Published online by Cambridge University Press: 16 July 2022
Abstract
The first and longest letter in the collection left by Hugh Metel (d. c 1150), an Augustinian canon of St. Léon, Toul, in the region of Lorraine, to Bernard of Clairvaux, promotes our understanding of geopolitical, religious, and social dynamics between Burgundy, Rome, and the Holy Roman Empire in the first half of the twelfth century. Based on this lengthy letter, Hugh Metel proves himself to be a self-aware writer, well-versed in the epistolary and social developments of his age, and engaged in the same social milieu as Albero of Montreuil and Bernard of Clairvaux and much more involved in the political and religious milieu of the mid-twelfth century than his relative obscurity today might lead us to believe.

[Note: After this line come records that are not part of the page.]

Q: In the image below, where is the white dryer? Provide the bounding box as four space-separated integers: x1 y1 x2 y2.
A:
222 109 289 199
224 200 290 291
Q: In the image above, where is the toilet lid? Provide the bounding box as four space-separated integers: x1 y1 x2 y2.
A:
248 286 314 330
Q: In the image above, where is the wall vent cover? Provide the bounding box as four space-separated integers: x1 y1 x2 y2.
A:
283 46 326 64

Keywords: Hugh Metel, Bernard of Clairvaux, Albero of Montreuil, Epistolary Epistemology, Religious Politics
Hugh Metel (d. c. 1150), an Augustinian canon of St. Léon, Toul, in the region of Lorraine, has left us a collection of 55 letters and several poems. They are preserved in a manuscript belonging to the Benedictine abbey of Saint- Arnoul, Metz, copied sometime in the second half of the twelfth century. This manuscript, transferred to the Collège de Clermont in the seventeenth century and now in Berlin ( Deutsche Staatsbibliothek, Phillipps, 1694), provided the basis for what is still the only printed edition of the letter collection as a whole, published by Charles Louis Hugo in 1731 within the second volume of his Sacrae Antiquitatis Monumenta. Hugo's edition was unknown to abbé Migne when he reprinted Mabillon's edition of just four letters of Hugh Metel, as an appendix to the writings of Bernard of Clairvaux within the Patrologia Latina. Given the rarity of the 1731 edition, it is not surprising that Hugh Metel is largely unknown to literary and historical scholarship, a fact that Constant J. Mews and I are now working to rectify.

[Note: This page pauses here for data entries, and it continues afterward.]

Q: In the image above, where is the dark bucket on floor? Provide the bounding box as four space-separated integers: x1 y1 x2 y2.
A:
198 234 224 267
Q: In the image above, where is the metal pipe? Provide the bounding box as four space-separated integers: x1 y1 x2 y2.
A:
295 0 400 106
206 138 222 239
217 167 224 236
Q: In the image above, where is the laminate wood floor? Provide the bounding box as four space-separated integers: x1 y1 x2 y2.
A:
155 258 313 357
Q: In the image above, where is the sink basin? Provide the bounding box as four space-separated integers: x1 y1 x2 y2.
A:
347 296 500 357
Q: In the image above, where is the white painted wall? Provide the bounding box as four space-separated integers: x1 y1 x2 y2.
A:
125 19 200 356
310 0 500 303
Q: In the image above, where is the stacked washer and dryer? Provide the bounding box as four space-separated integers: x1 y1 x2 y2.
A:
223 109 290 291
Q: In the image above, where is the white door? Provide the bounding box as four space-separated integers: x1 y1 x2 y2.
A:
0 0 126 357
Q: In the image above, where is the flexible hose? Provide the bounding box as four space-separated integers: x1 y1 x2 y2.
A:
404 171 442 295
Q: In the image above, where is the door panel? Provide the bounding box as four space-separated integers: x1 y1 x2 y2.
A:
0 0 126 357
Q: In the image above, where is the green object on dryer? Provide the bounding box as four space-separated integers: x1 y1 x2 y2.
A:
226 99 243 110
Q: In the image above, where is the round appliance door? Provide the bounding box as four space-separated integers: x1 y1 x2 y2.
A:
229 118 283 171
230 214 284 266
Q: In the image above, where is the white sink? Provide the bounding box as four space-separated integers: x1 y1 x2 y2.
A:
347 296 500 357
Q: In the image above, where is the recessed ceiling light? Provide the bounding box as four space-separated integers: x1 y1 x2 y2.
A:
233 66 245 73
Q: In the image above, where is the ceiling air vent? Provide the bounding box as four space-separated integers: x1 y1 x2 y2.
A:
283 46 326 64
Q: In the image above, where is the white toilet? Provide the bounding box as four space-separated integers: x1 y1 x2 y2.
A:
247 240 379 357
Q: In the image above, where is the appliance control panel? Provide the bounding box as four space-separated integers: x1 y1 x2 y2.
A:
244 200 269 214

Relatively unknown today, Hugh Metel was very well-connected to major religious men of his time and he strove diligently to widen his networks through his letters. The two main avenues he pursued were correspondence with influential men and involvement in contemporary issues, which he pursued with his remarkable rhetorical abilities and knowledge. Although he vehemently objects to rhetoric and language virtuosity, he seems to enjoy them in his own writing.